活気もそれなりにあり棚に陳列された薬草など真剣にみている人や、買うか悩んでいる人等様々で鉱石には劣るもののかなり賑わっていました。


「おう、いらっしゃい!」


場所に似合わないターバンをして黒いメガネをかけ、ひげを生やしたイカツイ男性が店員をしていました。

まぁ、ぱっと見かなり高価な植物を取引していたので防犯対策なのでしょうね。

しかし体も店員服が筋肉のせいでぴちぴちですね。

ふと何か引っ張られる感じがしたので周囲を見回すと羽の生えた手のひらサイズの女の子たちが興味津々でこちらをみてきました。


「あ、ここは妖精さんもいるんですね。」

「ほう…嬢ちゃんわかるのか?」


普通の人は見えないのですが心穏やかな人や優しい人には見えるみたいなのですが…。やっぱり妖精さんたちには私が神の愛し子だとわかるみたいで、たくさんの妖精がぴったりくっついてきました。

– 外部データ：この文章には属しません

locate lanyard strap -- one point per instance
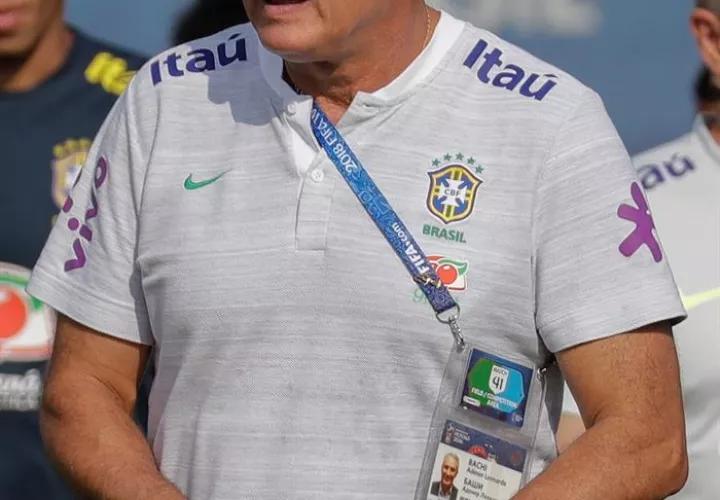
(387, 220)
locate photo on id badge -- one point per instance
(496, 388)
(470, 464)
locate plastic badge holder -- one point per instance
(484, 429)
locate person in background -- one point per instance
(682, 181)
(56, 87)
(207, 17)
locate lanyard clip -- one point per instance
(451, 319)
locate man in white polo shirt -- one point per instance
(294, 358)
(682, 179)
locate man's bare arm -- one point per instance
(86, 417)
(571, 427)
(628, 390)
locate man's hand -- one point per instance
(86, 420)
(628, 391)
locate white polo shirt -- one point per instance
(294, 356)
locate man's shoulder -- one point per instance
(505, 72)
(132, 59)
(106, 67)
(671, 161)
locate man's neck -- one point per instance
(46, 58)
(383, 56)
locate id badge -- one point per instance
(484, 428)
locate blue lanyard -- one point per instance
(387, 220)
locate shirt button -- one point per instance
(317, 175)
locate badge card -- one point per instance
(471, 465)
(496, 388)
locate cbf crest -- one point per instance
(69, 159)
(453, 188)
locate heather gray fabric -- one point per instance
(682, 178)
(294, 357)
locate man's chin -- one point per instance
(15, 47)
(281, 41)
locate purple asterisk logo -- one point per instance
(644, 226)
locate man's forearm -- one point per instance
(615, 459)
(96, 444)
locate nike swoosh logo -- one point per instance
(699, 299)
(191, 185)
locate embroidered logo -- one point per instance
(83, 229)
(453, 188)
(644, 226)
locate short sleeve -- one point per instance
(599, 265)
(87, 269)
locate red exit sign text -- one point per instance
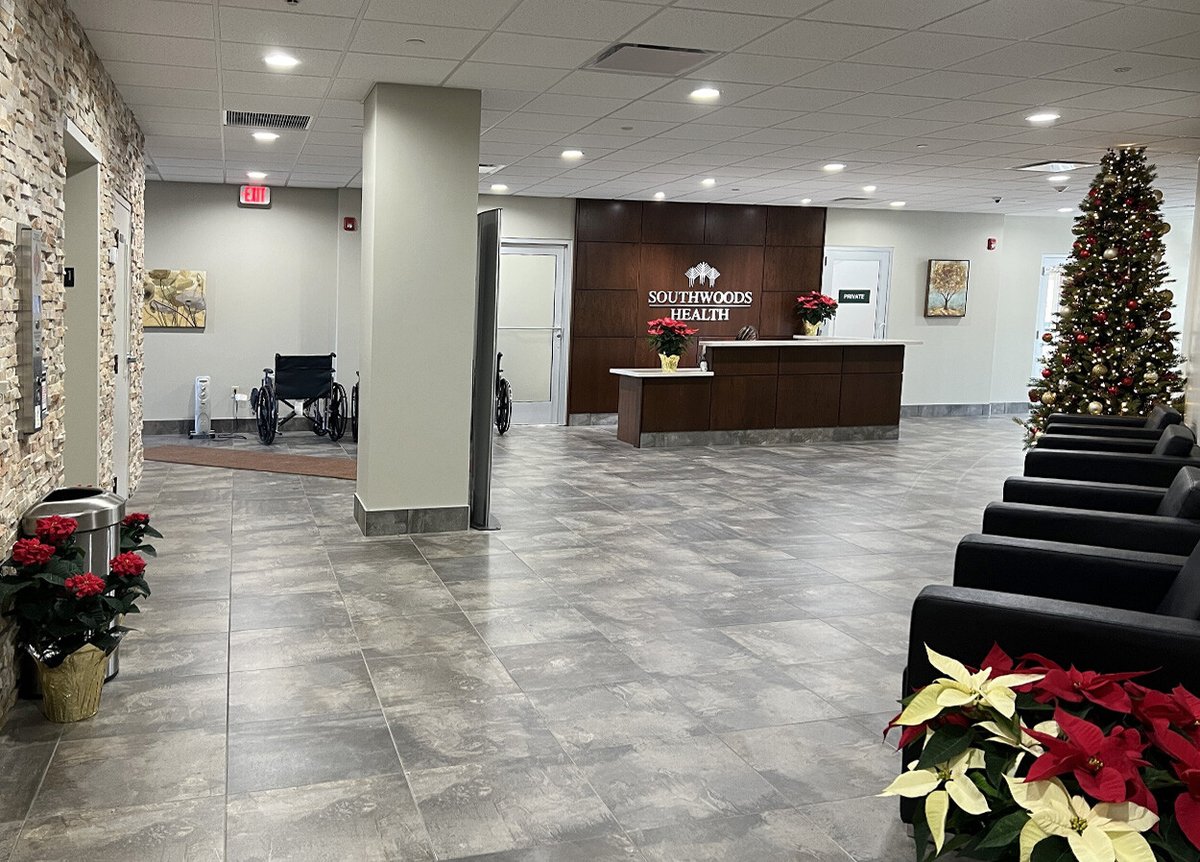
(255, 196)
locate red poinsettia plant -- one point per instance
(815, 307)
(669, 336)
(58, 605)
(1030, 761)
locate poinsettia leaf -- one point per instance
(946, 742)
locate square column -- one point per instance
(420, 186)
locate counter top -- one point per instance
(659, 372)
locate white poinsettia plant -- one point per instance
(1030, 761)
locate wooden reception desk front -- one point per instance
(808, 389)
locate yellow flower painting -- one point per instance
(173, 299)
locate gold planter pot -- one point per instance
(71, 692)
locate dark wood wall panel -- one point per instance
(634, 247)
(607, 265)
(666, 222)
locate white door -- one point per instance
(529, 321)
(124, 267)
(858, 279)
(1049, 297)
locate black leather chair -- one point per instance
(1175, 448)
(1150, 425)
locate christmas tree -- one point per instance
(1114, 347)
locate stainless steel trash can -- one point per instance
(99, 514)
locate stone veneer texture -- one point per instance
(48, 73)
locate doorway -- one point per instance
(859, 279)
(531, 328)
(1049, 298)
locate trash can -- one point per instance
(99, 514)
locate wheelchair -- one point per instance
(309, 379)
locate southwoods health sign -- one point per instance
(699, 304)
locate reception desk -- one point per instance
(807, 389)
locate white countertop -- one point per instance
(659, 372)
(809, 341)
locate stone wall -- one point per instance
(48, 73)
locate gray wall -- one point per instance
(271, 288)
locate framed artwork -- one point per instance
(174, 299)
(946, 293)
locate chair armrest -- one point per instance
(1089, 419)
(1123, 468)
(964, 623)
(1089, 443)
(1074, 494)
(1153, 533)
(1107, 576)
(1060, 429)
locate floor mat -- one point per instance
(263, 462)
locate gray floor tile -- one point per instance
(361, 819)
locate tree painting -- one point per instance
(947, 292)
(173, 299)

「あっはっは、人見知りの妖精たちがこんなに心許すの初めてだな。」

「そ…そうなんですね。」


なんか前世も妖精たちに懐かれてたんですが、ここまで懐かれることはなかったのでそれも神の愛し子だからでしょうね。

見える人はこちらをみて驚いてますけど気にしないでくださいね。

そういえば…、お店の植物は主に南東の物なのでしょうか。


「店主さん、これらの植物って南東の森が主なんですか?」

「そうだなー…。八割はあの森からだな。」


そんな会話をしているとフィニーが近づいてきて耳打ちしてくれた。


「妖精からかすかに夏の欠片を感じるからもしかしたらこの子たちはナツメを親同様に思ってるかも知れんな。」


あ、神の愛し子関係なかった。

…私、子沢山になってました。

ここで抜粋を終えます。